Companies are normally keen to offer this service as it saves them money sending out cheques and reduces the risk of your dividends being mislaid. Furthermore, the company should still write to you to say when money should have gone into your account.

q Mortgages, credit-card bills and other debts and payments. If your cards and other debts are all paid by standing order or direct debit then the bills will still get paid even if you fail to inform the organisation that you have moved. But you will still want to see the paperwork, and mortgage standing orders may need adjusting.

If credit-card bills and the like are not paid by direct debit, you risk racking up significant amounts of interest by not informing the company of a change of address and so not receiving bills.

Don't forget to cancel any standing orders and direct debits that relate specifically to the property you are leaving - utility bills, for example.
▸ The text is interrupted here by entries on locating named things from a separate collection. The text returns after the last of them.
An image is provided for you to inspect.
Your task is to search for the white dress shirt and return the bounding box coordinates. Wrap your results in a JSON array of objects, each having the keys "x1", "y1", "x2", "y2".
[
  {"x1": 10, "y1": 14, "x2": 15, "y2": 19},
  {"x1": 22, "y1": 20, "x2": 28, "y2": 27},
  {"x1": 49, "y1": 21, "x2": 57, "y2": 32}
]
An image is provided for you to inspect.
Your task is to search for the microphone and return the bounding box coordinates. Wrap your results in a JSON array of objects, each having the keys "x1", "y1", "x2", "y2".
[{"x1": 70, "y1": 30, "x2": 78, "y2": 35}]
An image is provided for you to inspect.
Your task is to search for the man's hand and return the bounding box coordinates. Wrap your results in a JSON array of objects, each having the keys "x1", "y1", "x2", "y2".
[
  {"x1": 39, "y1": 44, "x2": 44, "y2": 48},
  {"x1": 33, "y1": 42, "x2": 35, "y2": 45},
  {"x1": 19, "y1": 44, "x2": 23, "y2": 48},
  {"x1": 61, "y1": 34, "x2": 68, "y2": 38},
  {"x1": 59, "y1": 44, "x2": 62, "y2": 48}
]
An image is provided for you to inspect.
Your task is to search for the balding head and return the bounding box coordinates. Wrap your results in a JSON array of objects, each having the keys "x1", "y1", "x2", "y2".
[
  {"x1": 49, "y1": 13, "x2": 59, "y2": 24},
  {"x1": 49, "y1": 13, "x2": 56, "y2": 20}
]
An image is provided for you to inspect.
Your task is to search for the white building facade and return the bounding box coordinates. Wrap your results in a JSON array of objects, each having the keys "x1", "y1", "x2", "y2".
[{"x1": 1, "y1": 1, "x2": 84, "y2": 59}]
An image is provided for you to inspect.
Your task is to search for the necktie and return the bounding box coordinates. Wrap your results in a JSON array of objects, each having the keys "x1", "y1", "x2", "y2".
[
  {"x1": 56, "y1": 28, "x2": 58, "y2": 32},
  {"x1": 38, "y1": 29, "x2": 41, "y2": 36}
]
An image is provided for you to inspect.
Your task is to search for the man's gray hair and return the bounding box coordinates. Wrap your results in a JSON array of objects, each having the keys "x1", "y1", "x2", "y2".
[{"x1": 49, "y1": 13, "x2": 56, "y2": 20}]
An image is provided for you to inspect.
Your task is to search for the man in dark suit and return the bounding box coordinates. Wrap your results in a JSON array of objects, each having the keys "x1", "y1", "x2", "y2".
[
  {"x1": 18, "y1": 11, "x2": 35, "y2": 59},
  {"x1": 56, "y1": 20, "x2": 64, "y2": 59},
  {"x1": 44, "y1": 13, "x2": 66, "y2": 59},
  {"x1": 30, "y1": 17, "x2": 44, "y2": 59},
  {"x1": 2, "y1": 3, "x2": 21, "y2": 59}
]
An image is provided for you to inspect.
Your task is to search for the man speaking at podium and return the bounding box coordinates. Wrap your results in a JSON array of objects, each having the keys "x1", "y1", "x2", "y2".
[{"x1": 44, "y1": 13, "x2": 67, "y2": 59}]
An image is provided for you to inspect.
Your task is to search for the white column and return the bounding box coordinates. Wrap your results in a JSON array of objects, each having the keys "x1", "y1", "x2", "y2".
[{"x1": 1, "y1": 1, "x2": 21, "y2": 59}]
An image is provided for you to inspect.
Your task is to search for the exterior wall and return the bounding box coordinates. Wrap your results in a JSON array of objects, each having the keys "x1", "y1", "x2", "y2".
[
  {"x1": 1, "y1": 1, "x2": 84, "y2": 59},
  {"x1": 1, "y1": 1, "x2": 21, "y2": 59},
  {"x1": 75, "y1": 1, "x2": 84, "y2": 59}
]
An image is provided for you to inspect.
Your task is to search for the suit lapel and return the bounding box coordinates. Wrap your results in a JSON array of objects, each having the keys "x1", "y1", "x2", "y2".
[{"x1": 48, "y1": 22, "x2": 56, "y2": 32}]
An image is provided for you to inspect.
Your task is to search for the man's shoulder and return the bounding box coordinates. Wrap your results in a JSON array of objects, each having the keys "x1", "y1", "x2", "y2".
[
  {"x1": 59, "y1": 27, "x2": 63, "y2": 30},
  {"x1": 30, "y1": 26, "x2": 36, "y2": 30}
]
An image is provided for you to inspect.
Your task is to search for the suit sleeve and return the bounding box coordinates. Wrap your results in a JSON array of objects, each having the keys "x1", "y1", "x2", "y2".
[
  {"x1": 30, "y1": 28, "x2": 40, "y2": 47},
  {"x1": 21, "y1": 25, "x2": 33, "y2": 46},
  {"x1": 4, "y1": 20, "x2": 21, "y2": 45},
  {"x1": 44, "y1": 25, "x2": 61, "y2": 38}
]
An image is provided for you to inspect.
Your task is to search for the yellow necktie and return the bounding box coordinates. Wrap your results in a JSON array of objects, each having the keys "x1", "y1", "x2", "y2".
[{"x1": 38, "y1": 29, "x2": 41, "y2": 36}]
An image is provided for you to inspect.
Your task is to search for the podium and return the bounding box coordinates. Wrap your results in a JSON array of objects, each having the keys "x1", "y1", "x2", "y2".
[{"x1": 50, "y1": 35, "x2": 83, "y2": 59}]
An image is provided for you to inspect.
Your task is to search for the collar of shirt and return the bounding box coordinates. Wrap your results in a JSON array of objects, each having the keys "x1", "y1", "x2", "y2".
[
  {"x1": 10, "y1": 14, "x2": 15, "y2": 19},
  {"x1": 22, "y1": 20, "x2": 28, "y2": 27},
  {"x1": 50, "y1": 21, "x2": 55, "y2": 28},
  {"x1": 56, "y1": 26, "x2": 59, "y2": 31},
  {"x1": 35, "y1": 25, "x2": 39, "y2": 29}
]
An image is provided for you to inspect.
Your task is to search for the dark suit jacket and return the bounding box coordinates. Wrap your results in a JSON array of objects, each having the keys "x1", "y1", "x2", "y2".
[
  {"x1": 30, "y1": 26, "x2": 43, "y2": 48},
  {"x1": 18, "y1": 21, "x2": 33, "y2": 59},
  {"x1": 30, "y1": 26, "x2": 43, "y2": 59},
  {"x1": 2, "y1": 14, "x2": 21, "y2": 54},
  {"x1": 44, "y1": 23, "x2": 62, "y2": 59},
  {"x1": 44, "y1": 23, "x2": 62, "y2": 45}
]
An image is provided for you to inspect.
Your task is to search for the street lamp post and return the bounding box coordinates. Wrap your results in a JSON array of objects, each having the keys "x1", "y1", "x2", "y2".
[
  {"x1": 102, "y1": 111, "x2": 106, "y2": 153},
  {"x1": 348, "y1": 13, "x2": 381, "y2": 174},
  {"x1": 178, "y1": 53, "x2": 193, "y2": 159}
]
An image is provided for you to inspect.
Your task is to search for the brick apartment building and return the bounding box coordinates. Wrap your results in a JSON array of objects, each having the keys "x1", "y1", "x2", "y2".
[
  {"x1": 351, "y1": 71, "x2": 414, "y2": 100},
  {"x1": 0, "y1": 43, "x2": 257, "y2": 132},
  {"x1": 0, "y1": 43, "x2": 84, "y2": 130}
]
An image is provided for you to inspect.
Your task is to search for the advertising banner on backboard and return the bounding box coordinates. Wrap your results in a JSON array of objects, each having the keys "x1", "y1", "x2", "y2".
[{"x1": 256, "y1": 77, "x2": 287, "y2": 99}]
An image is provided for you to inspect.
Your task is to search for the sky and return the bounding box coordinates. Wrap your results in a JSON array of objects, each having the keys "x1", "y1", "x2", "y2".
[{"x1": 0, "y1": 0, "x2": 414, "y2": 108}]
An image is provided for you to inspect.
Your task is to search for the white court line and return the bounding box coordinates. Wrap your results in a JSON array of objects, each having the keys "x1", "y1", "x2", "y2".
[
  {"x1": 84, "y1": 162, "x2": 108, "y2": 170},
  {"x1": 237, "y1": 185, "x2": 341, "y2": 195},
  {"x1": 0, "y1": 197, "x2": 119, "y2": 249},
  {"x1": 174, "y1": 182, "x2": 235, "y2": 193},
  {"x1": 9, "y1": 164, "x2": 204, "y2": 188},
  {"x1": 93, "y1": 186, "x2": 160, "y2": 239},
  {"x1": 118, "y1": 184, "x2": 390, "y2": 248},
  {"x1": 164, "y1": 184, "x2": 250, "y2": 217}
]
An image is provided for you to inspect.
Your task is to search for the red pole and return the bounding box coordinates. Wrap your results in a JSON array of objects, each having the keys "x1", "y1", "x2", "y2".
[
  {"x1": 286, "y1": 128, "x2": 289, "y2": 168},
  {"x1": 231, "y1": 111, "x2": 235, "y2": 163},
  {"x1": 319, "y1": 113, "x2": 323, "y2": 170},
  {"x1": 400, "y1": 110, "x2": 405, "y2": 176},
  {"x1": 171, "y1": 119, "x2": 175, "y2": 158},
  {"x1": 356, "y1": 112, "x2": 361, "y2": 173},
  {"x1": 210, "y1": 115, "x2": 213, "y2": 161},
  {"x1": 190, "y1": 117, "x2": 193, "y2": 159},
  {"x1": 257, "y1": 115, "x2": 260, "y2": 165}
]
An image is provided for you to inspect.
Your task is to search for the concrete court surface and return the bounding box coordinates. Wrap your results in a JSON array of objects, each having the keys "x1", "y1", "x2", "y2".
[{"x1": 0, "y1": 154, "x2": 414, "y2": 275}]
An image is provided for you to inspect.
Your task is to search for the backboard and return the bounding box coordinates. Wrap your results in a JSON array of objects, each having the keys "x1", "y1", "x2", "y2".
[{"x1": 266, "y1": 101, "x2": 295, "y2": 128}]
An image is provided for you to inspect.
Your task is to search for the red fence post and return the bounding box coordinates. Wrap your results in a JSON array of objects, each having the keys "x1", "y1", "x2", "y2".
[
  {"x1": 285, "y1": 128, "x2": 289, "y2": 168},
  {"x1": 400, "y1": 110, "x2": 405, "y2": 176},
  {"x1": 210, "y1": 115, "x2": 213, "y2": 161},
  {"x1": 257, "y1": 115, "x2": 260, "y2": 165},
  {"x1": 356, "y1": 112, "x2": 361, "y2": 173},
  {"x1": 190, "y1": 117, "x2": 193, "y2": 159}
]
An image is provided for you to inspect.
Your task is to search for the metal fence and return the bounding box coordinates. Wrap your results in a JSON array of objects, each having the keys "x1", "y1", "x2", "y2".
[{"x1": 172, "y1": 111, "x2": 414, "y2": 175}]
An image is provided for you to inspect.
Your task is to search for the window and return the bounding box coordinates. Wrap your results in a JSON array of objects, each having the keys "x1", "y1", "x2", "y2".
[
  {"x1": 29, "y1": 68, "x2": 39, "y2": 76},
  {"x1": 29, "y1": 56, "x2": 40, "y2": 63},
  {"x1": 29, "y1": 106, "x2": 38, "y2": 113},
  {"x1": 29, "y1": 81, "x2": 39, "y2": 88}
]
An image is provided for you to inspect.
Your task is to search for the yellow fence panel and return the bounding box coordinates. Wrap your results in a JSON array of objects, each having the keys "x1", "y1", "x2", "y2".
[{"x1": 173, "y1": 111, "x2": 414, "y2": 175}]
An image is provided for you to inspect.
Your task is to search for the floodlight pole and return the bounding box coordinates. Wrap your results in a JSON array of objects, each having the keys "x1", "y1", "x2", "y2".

q Utilities. If you are the name on the bill, you will need to tell the companies that you are moving out so you are not liable for use thereafter. In addition you will want to ensure services are connected wherever you are going; these new bill details can also be set up over the phone. With utilities where you yourself can take a reading, it should normally be possible to phone in readings the day you move out and move in to end and start your bills respectively.

With telephones, lines are often cut when you move out and there is a pounds 10 reconnection fee for whoever is moving in. You should aim to give BT seven days' notice of the date you are moving out as it will charge you seven days' line rental from the date you inform it, regardless of when this is. It is possible to avoid the pounds 10 reconnection charge by taking over a line the same day as the previous name comes off the bill, but this may not be suitable if for example there is a gap between the last occupants moving out and you moving in.

Where you pay a standard charge for a period rather than a metered rate - as with many people's water bills, for example - it should be possible to get a refund of charges paid for the period after you have moved out, or have this value transferred to your new account. Similarly, you can transfer television licences without charge.